For Achtung Baby, U2 reteamed with producers Daniel Lanois and Brian Eno, having last worked together on the mega-hit, The Joshua Tree. I’m the one person on the planet that did not really warm up to The Joshua Tree. Well-crafted and a very populist work and sold a gazillion copies. I grew tired of hearing it played endlessly. Then came Rattle and Hum, a soundtrack of U2’s journey through America. This album totally put me off the group.

Then came Achtung Baby.

Achtung Baby has a very different sonic landscape from their past work. Lanois was the main producer and used Eno as a consultant, he was the voice who pushed U2 to not sound like itself. Here they take chances. It’s gritty, and as much as The Edge sets the table, Adam Clayton’s bass is the MVP here.

This album crackles with electricity. The 1980s were all about technology and it tended to remove the soul from the music. That is not the case here. While it often sounds industrial and jarring, U2 walks the line between harnessing technology and being a prisoner of it.

Achtung Baby might put off some the fans who climbed aboard the U2 cruise-liner for The Joshua Tree. While there are a few familiar type songs, this ship is headed in a very different direction.

Years later, U2 re-released Achtung Baby in several expanded formats. The band loves to tinker with their music and provide alternate mixes and completely different versions. If you thought the original album was high octane, get ahold of an expanded release.

The recording sessions began in Berlin, after the fall of the wall, in the same studio Bowie had recorded his dark Berlin albums. The darkness and gloom of the city that energized Bowie, apparently did the opposite for U2, although the harsh, industrial edge would weave through the songs. Berlin proved to be a less than fruitful affair, the city’s atmosphere and band dynamics drove them back to the familiar confides of Dublin.

“One” is a great ballad. Poignant, yet searing. It’s an anthem without over shooting the target.

“Even Better Than the Real Thing”   The Edge owns this song, but his guitar is mixed low in the sound.  Not sure why.

“The Fly” A ragged vibe.  Edge processes his guitar to the extreme.  You want to move to this song, admit it.

“Who’s Gonna Ride Your Wild Horses” A great merging of acoustic and distorted electric instruments.  A very melodic sing-along.  Nice job.

I did not even mention terrific songs like “Mysterious Ways” which was a hit for the band.

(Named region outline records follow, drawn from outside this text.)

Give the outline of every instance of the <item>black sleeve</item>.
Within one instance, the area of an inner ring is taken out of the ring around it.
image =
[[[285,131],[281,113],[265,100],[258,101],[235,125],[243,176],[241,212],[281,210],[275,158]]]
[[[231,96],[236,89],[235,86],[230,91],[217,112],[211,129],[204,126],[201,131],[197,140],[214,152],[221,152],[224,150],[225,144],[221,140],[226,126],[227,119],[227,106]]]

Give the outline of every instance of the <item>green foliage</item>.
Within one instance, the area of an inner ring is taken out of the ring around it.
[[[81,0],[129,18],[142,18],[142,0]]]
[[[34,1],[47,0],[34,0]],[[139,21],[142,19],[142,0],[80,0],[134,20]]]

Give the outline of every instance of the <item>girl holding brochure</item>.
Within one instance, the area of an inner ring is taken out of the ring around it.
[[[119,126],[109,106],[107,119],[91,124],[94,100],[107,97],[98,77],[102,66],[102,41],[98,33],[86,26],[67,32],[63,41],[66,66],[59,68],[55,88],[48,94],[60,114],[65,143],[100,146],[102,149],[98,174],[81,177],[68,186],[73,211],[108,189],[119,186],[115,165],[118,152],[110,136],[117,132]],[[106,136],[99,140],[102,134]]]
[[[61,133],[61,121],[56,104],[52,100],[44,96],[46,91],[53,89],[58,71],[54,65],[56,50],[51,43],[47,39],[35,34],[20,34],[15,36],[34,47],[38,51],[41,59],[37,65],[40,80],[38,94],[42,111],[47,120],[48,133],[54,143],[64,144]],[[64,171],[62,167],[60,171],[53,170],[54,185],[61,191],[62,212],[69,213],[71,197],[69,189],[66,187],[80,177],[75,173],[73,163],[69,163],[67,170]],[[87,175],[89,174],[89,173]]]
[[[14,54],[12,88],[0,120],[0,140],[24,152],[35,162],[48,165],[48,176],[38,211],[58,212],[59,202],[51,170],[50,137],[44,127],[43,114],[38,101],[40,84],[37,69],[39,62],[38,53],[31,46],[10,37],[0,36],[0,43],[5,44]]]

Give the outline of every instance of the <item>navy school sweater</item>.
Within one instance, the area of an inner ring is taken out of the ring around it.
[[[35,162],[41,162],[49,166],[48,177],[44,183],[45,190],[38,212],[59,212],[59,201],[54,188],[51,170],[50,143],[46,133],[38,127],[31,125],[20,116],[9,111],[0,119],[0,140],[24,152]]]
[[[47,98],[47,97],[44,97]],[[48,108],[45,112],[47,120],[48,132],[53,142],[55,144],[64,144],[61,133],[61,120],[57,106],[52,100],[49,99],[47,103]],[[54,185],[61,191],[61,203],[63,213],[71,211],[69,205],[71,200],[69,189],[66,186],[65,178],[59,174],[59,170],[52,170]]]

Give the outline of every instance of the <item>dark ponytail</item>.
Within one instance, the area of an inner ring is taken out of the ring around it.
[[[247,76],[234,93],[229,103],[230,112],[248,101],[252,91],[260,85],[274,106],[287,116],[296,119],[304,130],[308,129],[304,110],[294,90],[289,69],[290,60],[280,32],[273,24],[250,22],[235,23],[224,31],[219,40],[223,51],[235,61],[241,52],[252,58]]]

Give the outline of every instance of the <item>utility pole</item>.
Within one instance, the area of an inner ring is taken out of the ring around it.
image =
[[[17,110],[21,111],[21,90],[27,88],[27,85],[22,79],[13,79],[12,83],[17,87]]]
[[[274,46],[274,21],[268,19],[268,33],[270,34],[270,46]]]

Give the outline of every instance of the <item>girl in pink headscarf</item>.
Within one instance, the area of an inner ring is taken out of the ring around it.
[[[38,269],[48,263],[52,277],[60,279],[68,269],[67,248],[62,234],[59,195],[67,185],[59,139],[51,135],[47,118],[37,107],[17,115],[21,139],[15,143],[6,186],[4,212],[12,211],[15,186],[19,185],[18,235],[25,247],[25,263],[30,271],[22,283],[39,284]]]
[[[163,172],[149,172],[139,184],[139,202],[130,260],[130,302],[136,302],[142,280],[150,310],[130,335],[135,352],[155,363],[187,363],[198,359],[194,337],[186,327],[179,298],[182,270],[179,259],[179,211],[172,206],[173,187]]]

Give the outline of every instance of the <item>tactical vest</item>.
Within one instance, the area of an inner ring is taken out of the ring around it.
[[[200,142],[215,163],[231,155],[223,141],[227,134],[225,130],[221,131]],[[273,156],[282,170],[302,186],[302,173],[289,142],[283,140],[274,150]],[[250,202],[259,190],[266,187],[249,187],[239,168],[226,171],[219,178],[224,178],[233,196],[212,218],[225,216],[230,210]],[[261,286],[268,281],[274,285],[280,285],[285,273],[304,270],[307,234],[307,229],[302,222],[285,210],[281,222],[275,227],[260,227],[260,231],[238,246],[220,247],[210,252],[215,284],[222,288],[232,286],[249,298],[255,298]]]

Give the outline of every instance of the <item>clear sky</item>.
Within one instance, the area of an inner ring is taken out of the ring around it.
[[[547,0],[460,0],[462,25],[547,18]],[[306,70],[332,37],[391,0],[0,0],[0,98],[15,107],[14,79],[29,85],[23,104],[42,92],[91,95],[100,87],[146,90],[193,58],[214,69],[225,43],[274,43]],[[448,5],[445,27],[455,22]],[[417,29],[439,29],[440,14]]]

The album includes slow, moody, atmospheric songs like “Love is Blindness” and “Ultra Violet (Light My Way)”, and noisy, electronic songs like “Acrobat” and “Zoo Station.”

If the goal was to not repeat and shed the typical U2 sound, Achtung Baby accomplishes that. There are the obvious singles as always, but the intent was to resist polishing them and leave the jagged sonic edges.